Self Assessment

Through my journey in FIQWS 10108, I’ve grown not only as a writer but as a student and a person. This class was challenging because I no longer was riding a bike with training wheels like in high school, I was going straight into Olympic tricks with a unicycle. Through the reading of titles like “Bizup’s BEAM Method”, “The Norton Field Guide To Writing” and “ They say I say” I’ve learned writing is what you make of it, but there are always rules to be followed.
Writing concepts like the audience, asserting your opinion, and having clear evidence is explained in “They Say I Say”. It taught me when writing an essay to clearly state your opinion and what you are arguing for; if failed it would result in “ writers frustration”(Graff and Birkenstein). Which in better words is when a reader cannot fully understand the author’s opinion or side on the subject so they are left struggling to figure it out. After reading that chapter I found that as my main focus in making everything clear and concise, not one wants to read a weak paper. The other concepts of the audience also showed importance; remembering who you are writing for. A paper that if for middle schoolers will not hold the same tone and purpose as a paper for your professor; it is your job as a writer to make the paper appropriate for each audience. However, in some cases there may be the paper is for both people of a scholarly and normal stature and is your job as a writer to make that paper appropriate. In this case, I was writing purely for my professor the papers were of course of a higher standard.
As the class progressed I began to see the importance of reading scholarly work and peer-reviewing. Peer-reviewed, as opposed to you just looking over your paper, offers a new world of benefits, you find yourself catching mistakes in other people that you make. While I may admit it is uncomfortable to tear someone’s paper up with corrections and ways to improve their work, however, it creates a learning experience for you and your peers. As for the benefits of looking at scholarly work, there is no greater benefit of learning from the best. As my professor stated “read go writing to become a better writer”; it allows you to see how your writing should sound depending on the setting and the audience of the paper.
Furthermore, all the essay assignments and reading between both parts of the class allowed me to see how authors use rhetorical devices to speak to the reader. Writing is an art, it’s complicated and doesn’t have its definition and is always a working progress. I found that the pinnacle of my struggle in this class was the CRA essay. In the assignment alone we involved all teachings presented in the class. Learning how to cite work, display evidence and explain it, and also demonstrate our own opinion but also connect it to the purpose behind the other writing the paper. All things had to be balanced essentially in this paper; it was both a challenge and a success at the same time.
Overall this class was eye-opening in the world of academia and college writing; it has taught me to take my time and trust the process of drafting and reading others’ work.
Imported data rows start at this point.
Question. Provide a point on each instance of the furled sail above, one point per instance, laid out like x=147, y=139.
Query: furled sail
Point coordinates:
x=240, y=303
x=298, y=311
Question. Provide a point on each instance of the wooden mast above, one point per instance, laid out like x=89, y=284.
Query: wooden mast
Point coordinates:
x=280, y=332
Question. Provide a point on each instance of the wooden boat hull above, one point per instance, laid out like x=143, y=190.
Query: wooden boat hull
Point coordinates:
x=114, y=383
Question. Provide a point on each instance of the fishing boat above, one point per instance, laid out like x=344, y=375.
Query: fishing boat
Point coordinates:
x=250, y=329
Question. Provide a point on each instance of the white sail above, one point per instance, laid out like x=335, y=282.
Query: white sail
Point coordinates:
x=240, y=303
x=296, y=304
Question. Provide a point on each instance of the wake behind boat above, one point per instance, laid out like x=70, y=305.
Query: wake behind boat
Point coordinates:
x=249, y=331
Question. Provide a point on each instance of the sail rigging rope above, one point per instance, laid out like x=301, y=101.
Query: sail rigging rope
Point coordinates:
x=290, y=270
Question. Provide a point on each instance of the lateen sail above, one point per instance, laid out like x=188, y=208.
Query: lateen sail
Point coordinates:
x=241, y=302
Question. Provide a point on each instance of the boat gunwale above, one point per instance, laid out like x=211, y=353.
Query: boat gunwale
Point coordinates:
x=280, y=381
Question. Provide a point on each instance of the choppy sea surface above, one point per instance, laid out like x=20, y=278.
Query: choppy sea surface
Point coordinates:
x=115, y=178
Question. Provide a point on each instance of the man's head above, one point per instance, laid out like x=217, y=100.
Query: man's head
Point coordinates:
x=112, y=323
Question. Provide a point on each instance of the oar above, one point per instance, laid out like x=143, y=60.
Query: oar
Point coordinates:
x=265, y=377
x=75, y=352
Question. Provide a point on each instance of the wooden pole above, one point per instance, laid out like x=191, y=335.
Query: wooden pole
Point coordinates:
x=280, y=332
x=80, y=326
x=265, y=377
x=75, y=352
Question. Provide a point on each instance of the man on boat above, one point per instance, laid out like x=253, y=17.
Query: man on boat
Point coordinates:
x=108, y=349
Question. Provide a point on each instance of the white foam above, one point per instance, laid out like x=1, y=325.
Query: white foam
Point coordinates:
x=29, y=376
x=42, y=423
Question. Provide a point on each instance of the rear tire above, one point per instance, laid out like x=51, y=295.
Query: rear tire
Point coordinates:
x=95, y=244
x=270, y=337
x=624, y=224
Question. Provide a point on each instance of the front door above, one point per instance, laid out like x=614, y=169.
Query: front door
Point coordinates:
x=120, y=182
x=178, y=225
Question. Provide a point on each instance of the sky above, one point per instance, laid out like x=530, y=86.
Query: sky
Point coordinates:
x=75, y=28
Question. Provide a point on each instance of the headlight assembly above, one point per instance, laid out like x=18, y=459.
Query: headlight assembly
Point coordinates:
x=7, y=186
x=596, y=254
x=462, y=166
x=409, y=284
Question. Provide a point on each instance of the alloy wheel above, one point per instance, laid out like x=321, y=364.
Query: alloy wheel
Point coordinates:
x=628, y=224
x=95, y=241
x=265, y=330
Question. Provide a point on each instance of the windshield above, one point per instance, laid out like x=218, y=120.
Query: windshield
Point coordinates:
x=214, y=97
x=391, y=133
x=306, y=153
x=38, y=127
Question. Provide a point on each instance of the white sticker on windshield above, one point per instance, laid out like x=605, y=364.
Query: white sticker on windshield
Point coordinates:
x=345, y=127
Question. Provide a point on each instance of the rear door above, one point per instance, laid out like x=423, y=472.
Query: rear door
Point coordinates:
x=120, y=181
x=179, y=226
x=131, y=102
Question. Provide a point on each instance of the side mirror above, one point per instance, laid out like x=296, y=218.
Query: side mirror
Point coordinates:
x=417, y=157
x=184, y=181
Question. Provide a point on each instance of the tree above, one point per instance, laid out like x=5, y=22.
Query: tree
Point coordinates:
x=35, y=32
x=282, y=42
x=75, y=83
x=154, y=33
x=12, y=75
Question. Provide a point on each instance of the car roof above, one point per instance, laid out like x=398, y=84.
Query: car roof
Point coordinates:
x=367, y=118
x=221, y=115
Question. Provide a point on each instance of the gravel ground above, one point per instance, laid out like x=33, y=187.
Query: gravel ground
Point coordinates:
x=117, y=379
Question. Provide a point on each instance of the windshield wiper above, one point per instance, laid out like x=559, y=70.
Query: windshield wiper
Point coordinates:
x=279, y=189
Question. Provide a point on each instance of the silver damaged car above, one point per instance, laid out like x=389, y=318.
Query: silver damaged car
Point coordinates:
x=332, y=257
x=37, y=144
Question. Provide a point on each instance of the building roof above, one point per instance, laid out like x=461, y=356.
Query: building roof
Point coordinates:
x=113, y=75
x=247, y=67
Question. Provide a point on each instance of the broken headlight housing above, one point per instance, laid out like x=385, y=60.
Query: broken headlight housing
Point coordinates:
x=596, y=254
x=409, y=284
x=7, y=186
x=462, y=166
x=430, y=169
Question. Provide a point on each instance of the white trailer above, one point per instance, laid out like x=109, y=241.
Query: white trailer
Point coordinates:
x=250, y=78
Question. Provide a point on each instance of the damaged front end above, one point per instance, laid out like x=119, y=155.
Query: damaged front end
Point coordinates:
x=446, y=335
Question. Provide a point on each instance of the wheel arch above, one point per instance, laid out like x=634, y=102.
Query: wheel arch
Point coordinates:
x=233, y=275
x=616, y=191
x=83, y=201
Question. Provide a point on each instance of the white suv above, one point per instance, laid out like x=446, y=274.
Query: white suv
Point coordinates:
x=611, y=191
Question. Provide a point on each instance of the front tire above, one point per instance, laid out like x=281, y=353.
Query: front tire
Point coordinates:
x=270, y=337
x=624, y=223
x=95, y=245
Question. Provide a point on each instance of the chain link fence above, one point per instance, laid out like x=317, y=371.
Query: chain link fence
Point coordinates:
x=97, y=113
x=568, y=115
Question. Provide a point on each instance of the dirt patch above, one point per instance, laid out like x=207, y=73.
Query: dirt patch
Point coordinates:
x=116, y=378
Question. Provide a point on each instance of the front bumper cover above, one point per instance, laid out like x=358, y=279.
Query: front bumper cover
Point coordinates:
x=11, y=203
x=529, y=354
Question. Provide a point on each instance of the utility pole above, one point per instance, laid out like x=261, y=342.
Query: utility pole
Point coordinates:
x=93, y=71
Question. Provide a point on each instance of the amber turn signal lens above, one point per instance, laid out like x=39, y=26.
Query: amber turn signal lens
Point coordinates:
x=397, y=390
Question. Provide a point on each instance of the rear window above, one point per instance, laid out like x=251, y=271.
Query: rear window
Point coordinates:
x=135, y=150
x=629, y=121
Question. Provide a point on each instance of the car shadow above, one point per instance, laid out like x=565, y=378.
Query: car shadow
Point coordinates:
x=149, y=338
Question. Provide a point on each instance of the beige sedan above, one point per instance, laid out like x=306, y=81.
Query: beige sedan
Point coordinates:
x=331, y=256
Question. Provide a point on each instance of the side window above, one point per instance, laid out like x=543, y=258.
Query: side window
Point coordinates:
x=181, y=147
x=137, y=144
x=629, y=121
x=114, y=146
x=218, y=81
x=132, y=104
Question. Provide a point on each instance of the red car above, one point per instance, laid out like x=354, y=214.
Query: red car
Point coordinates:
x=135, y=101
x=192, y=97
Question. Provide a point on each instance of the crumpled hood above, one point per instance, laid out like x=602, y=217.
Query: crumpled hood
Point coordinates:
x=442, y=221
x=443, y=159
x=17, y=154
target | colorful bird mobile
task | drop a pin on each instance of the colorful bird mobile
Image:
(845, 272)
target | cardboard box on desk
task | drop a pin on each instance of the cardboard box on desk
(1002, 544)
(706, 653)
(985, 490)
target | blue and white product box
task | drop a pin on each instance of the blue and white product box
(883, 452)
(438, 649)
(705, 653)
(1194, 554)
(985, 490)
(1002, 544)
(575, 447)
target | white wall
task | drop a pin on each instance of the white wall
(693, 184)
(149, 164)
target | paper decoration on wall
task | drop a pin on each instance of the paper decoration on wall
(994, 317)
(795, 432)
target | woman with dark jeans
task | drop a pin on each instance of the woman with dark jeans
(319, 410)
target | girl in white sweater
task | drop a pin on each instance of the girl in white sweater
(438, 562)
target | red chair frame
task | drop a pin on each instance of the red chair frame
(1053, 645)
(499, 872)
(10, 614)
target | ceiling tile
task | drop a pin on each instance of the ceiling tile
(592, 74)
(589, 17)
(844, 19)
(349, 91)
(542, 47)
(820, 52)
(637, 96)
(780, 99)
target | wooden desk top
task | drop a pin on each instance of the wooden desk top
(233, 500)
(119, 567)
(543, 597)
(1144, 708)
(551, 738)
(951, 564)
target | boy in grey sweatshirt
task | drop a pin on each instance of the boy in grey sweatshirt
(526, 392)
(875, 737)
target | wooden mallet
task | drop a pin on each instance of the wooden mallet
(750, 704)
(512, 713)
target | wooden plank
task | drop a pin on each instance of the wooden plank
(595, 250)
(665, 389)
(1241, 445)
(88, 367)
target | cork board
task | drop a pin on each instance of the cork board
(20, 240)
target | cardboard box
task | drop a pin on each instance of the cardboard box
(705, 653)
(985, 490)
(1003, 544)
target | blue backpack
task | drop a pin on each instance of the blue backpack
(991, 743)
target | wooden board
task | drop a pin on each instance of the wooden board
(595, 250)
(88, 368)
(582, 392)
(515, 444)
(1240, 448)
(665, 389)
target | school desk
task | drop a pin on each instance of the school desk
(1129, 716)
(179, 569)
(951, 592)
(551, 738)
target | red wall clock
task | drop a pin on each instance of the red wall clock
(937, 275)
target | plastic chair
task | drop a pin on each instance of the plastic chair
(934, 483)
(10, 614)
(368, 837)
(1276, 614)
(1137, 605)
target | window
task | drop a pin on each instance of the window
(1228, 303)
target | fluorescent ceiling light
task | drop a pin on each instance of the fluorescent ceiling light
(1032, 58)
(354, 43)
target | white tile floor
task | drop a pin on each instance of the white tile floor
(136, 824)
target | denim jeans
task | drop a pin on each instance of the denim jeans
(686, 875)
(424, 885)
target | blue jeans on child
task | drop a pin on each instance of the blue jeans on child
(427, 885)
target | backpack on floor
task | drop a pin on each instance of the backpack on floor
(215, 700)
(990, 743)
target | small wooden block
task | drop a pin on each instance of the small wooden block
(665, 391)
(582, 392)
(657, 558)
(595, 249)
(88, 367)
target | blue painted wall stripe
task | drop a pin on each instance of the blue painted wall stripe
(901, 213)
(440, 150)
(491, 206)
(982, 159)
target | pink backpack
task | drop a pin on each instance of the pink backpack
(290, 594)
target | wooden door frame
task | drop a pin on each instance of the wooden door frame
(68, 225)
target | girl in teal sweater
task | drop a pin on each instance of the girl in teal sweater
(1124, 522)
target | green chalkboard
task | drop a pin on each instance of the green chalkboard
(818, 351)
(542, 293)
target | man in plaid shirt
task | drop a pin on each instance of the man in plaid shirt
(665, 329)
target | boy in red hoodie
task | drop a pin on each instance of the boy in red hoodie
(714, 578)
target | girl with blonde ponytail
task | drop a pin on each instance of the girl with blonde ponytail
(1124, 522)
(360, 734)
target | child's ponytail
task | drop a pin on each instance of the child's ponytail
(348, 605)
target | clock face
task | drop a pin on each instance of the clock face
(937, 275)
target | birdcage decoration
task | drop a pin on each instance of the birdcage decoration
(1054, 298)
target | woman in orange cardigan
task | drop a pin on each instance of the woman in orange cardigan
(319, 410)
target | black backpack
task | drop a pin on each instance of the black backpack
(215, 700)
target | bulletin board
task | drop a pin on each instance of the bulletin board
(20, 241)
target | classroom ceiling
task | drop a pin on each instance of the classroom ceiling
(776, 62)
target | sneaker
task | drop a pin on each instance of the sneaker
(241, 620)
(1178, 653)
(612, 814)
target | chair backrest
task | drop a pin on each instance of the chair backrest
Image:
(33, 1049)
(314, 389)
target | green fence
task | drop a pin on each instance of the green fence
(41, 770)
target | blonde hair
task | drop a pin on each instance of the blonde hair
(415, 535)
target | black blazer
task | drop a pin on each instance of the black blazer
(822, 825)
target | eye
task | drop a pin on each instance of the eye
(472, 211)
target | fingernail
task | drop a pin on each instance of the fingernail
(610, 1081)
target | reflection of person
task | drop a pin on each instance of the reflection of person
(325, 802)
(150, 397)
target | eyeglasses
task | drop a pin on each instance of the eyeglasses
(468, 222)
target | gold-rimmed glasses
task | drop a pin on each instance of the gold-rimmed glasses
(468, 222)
Before this class I would never dare rewrite my essay and ask for peer reviews, now I found my self constantly looking for a way for me to improve my writing through a rewrite. As I stated before this class was both a developing stage for me as a person, writer, and student.

The Bluest Eye

“Let it sit inside your head like a million women in Philly, Penn
It’s silly when girls sell their souls because it’s in
Look at where you be in, hair weaves like Europeans
Fake nails done by Koreans
Come again, come again, come again, my friend come again”

Above is a line from Lauryn hills ” Lauryn Hill Doo Wop (That Thing)”. She is highlighting the obsession that black girls have with trying to appeal to the standard of society. We learn in the “Bluest Eye” Pecola is trying to get blue eyes so she can be beautiful, we see her struggle because she is this “dark black ugly girl” from a “dark black ugly” family. We also see the praise of white people like Shirley Temple and with the light skin girl Maureen Peal. The whole story is loaded with black rejection and the effects of racism; all leading to the desire to change for what society defines as better.

Sociology of Ghetto

This image depicts a man starting at close to nothing then turning into an almost complete person. This to me represents the theme Baldwin was displaying in “Sonny’s Blues”. Children in Harlem start with nothing; they have a limit put on them at birth and the only reality left to face is the darkness of their city. However, through reading “Sonny’s Blues” we find the narrator and Sonny himself have grown into people who may be considered to have escaped this horror; but at the cost leaving a lingering part much much like an animal in a trap( Baldwin 5). Harlem is the place it was at the time had the opposite an individual would hope for, you started broken and had to build your self to mean something.

Emily’s Perversion

This image is portraying the death of a woman angel, with a man in the background. To me, it is displaying Emily’s downfall because of her constant obsession with finding a man to replace her father. Throughout the story, we are presented with the phrase ” poor Emily” because of her hopeless quest of finding a man to replace her dominating father figure. Emily’s obsession grew from improper development also known as disruptions in psycho-sexual development; this theory is presented by Freud in his “Five Lectures on Psychoanalysis” in lecture IV. Emily’s disruptions lead to her developing a perversion; this perversion being necrophilia when she slept with Homer.